DIANE DE BEER
Pictures: Robert A Hamblin
TEXT ADAPTATION/DIRECTING: Philip Rademeyer
ACTOR: Sandra Prinsloo
PRODUCERS: Margit Meyer-Rödenbeck and Alexa Strachan
DATES and times: Tonight 8pm; Thursday April 22 8pm; Friday April 23 8pm;
Saturday April 24 3pm and 8pm; Sunday April 25 2pm
VENUE: Atterbury Theatre
AGEING is not for sissies … and that was writer Elsa Joubert’s big battle as she seemed to hurtle towards yet another of those big numbers so revered – not by but seemingly of the elderly.
There’s also a glaring difference in the ageing of those between 60 and 80 and those above 80, she argues, as her children get busy planning her 90th birthday.
And she isn’t even sure she wants to participate in any celebrations!
It all began with the death of her husband Klaas, trying to adapt to a life without him, then her choice to move to an old-age home with losses of many different kinds looming large.
It starts with a family home swapped for a single room, the loss of mobility and, perhaps more than anything, the loss of independence as your world becomes smaller by the day.
She is in mourning for her life, the one that is gone, that which is disappearing and she wants to hold onto. She has to work hard at letting go and finding a new source of inspiration. Writing and reading remain her close friends and are probably what pulls her through until she can see the light.
Adapting a book of 200 pages plus and capturing the essence in a script of 20 pages is tricky but director/writer Rademeyer has cleverly focussed on what he felt would best get to the heart of what Joubert was trying to say.
It has to do with acceptance and focussing on the small miracles that become lost in a world where everyone is rushing past. Ageing halts you in your tracks. It gives you time to breathe, to take in the world around you. It could be seen as a life gone by and also a future that might deprive you of the freedoms of the past – yet open up a new world where life slows down and gives you the chance to behold and to cherish.
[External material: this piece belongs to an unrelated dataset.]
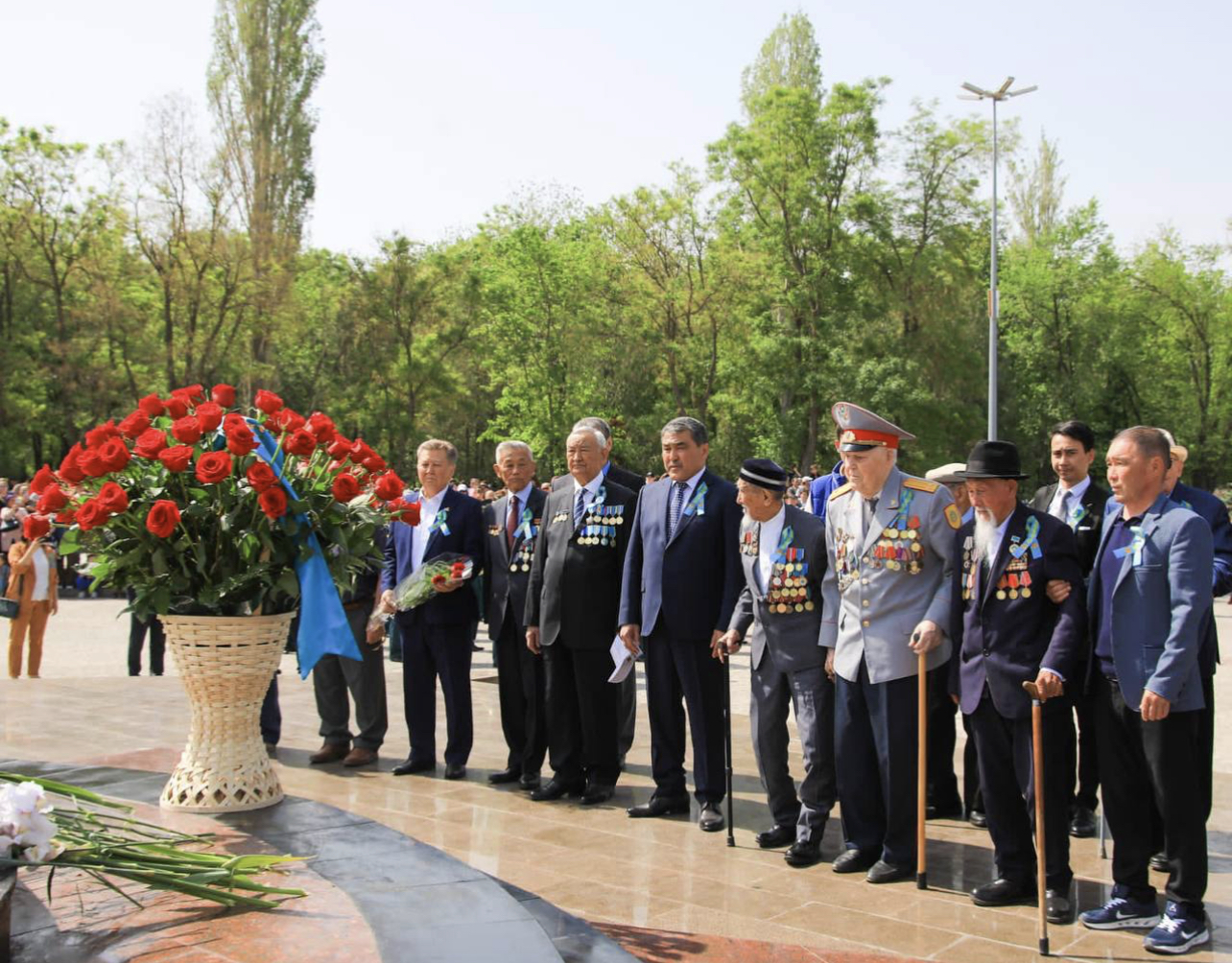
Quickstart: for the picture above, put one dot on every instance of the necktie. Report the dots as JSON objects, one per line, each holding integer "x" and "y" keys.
{"x": 511, "y": 525}
{"x": 677, "y": 499}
This isn’t an easy text to play, with Joubert finding it especially tough to adapt and to accept the hand she has been dealt. Who would have known that this woman of such accomplishments (Die Swerfjare van Poppie Nongena for example) would suffer such anxiety in old age – a time when one could possibly savour everything you have achieved.
But Prinsloo knows how to tell this story. By the time she and Rademeyer stepped into the rehearsal space, they had both spent time refining the text in different ways and they knew where they were headed and what they hoped to achieve.
It’s the peaks and troughs that she navigates so seamlessly as she takes you to a world either you yourself – or your parents – might be approaching. And as Rademeyer, still a young man, says, the story brings empathy for something all of us will experience in some form.
It is through the movement, her laughter, her initial obstinacy which grows to acceptance that the story is given life. And then you can savour Joubert’s words, her struggle to find solace and finally her wonderment as she moves closer to the meaning of especially that which has become her life.
Prinsloo is a master at getting under the skin of a character. And with this not her first woman navigating old age, she had to find the uniqueness of the writer’s voice, her way of coming to terms with a life she feels so diminished.
And finally, as Joubert understands so miraculously, you have to find meaning for yourself and it isn’t in the ageing process. But if you look, listen and open your heart, it’s there. There’s something about the frailty we have as babies when we first arrive in this world, which returns in all its tenderness at the end of our lives.
It’s a quiet production in which the story and how it is told is what overwhelms you. And again Prinsloo as always has the final word. She tells it with heartfelt honesty and finally a gracefulness that embraces Joubert’s world and the riches it still has to offer.